Intelligent automation using multi-modal predictive maintenance on AI


Artificial intelligence (AI) adoption in organizations is maturing from prototype to production but various factors are impeding its accelerated growth. AI in simple terms, is a technology that has the ability to learn, and as a result, provide responses that were not programmed or predicted by its creators. AI enables machines to learn from “experience” while adjusting to new input and stimuli so they can perform human-like tasks, ultimately leading to more “complete automation” in many traditionally man-powered processes.

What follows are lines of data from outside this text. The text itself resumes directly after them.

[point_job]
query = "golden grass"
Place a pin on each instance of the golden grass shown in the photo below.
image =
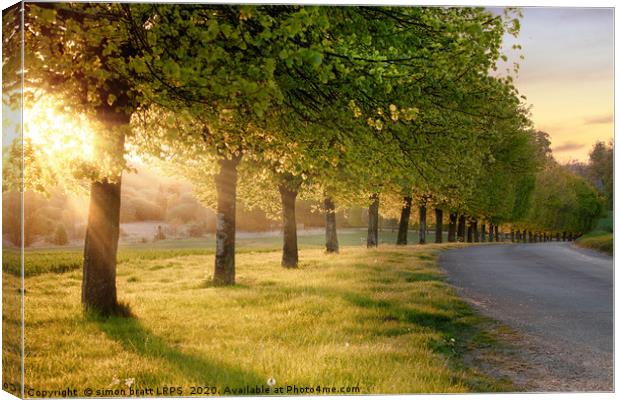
(382, 320)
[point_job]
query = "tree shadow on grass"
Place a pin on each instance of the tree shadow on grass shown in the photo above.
(135, 338)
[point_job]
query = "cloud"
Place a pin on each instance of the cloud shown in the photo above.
(600, 119)
(568, 146)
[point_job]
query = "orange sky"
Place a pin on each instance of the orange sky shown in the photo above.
(567, 75)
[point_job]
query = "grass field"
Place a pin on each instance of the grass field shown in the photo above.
(382, 321)
(602, 237)
(69, 258)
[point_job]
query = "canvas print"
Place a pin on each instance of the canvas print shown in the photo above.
(288, 199)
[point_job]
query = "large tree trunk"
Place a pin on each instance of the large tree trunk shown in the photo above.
(403, 226)
(290, 255)
(331, 236)
(102, 229)
(100, 246)
(438, 225)
(373, 222)
(422, 224)
(452, 228)
(461, 229)
(476, 231)
(226, 186)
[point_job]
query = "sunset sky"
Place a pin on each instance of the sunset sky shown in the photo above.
(567, 75)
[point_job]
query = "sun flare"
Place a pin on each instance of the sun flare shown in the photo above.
(58, 133)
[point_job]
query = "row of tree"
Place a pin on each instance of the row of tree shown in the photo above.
(385, 107)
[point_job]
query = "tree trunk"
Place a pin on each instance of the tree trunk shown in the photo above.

Service management has been a domain that is dominated by manual processes. Businesses spend more and strive to set up more robust service management in enterprises and industries because equipment down-time in these environments is costly and affects more people. Industries and enterprises today have much more machinery and equipment than they had 5 years ago and hence have a bigger service management portfolio than in the past. A recent push to accelerate Digital Transformation is adding new kinds of devices, IoT devices, into an organization’s portfolio. Further, rapidly growing Industrial IoT is expediting factories to roll-out their massive IoT networks and “digital twins”; markets forecast the digital twin market to grow 2000% in the next 10 years. 5G connectivity in industries are fuelling IIoT and digital-twin implementations. All these developments further broadens the scope of service management.

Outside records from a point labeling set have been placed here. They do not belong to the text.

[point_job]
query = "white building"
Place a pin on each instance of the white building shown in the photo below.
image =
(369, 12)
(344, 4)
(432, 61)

Surging demand for service management solutions are driving accelerated adoption of AI approaches across industries and enterprises. Given the rapid pace at which billions of devices are getting connected to the internet through IoT, the need for AI will be more prominent as devices now demand continuous service and support, in real-time. Recent studies show that Enterprises are adopting AI predominantly in ITSM (Information Technology Service Management) whereas industries in predictive maintenance of different equipment.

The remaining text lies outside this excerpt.